The first leg of my road trip home took around ten hours of continuous driving. That’s a hell of a lot of time to think; it is more than enough time to get thoughts and emotions in the right order. A fellow blogger has recently kept my mind busy doing some editing work, which helped, but more than that, the ‘asking for my help’ and her general positivity started me on the road to a better place. With every delicious Dunkin Donuts pumpkin donut I ate, every 90’s alt rock song I sang horribly to truckers and commuters alike, and every episode of Welcome to Night Vale I listened to all made the road trip a comfortable, pleasant affair. By the time I arrived in Tuscaloosa, AL, however tired and weary, I was in a good mood. A mood that only improved as I began reconnecting with things I took for granted for far too long in my life.
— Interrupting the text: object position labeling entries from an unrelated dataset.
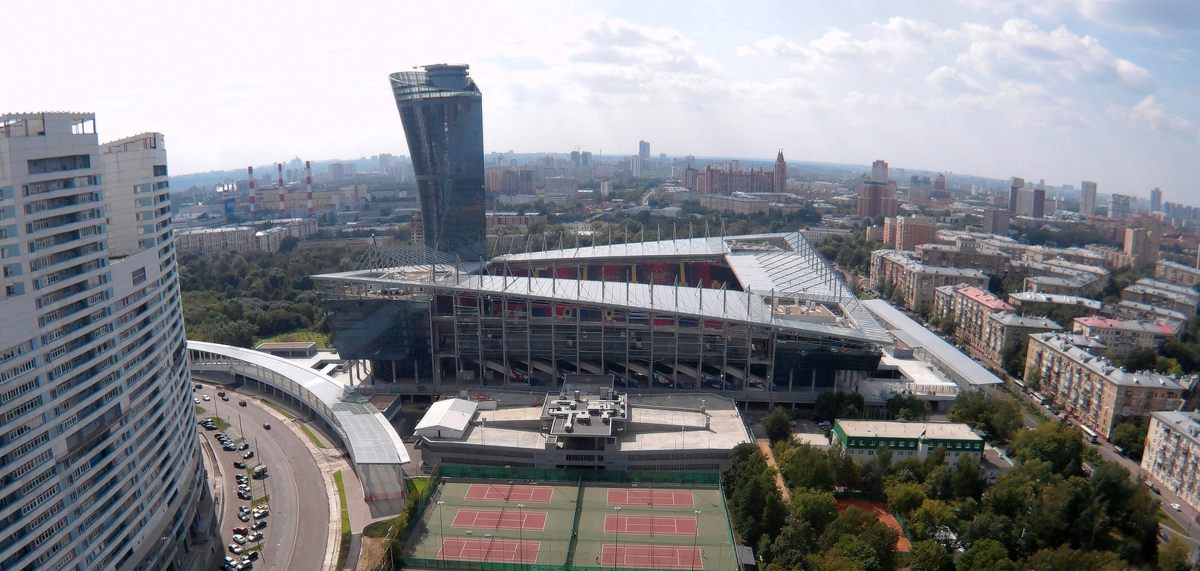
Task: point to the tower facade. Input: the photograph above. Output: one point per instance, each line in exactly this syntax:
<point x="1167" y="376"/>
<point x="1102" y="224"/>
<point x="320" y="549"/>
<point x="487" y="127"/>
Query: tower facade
<point x="780" y="180"/>
<point x="1087" y="198"/>
<point x="100" y="466"/>
<point x="442" y="110"/>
Friends. Friends are irreplaceable. Find a good one, and tie that person down with hugs and appreciation! My friend Brandon was napped and (mostly) rested for my arrival. We had no major plans and ended up doing very little aside from catching up and chatting. With one exception: after many, many miles traveled with over a year in between, he and I decided to venture over to Dreamland for good ole Alabama BBQ ribs.
God have I missed Dreamland. The ribs are huge, smokey, and covered in a delicious sauce with the perfect balance of heat, sweet, and tang. I had mentioned it to a few of my northern friends, but one of the big draws for Dreamland is the fresh white bread and BBQ sauce they serve you before the meal (in much the same way a Mexican restaurant serves you chips and salsa). Yeah, it is weird, and I was a little alarmed by the notion the first time I sat down at a Dreamland, but god damn is it a wonderful way to begin a meal (and stretch out your dollars a bit more). Between the good food, comradery, and some Waffle House the next day, I went home with spirits uplifted. Sure, now that I am back home again, I am still four hours away from some of my closest friends in northern Alabama, but that’s a lot better than ten!
Thus far, home life has been okay. It’s certainly terrible in a lot of ways, but there are things I am especially thankful for. For instance, my mother still has her wits about her. Despite being physically unable to be the person she was before, mentally, she is still present and still my friend and mother. I’ve driven her to a couple of radiation treatments as of writing this, so we had a chance to bond. Other than some other issues, things are alright. Now that I am officially moved into a newly renovated room (which is only missing a bed), I have blogging again to keep my own wits about me.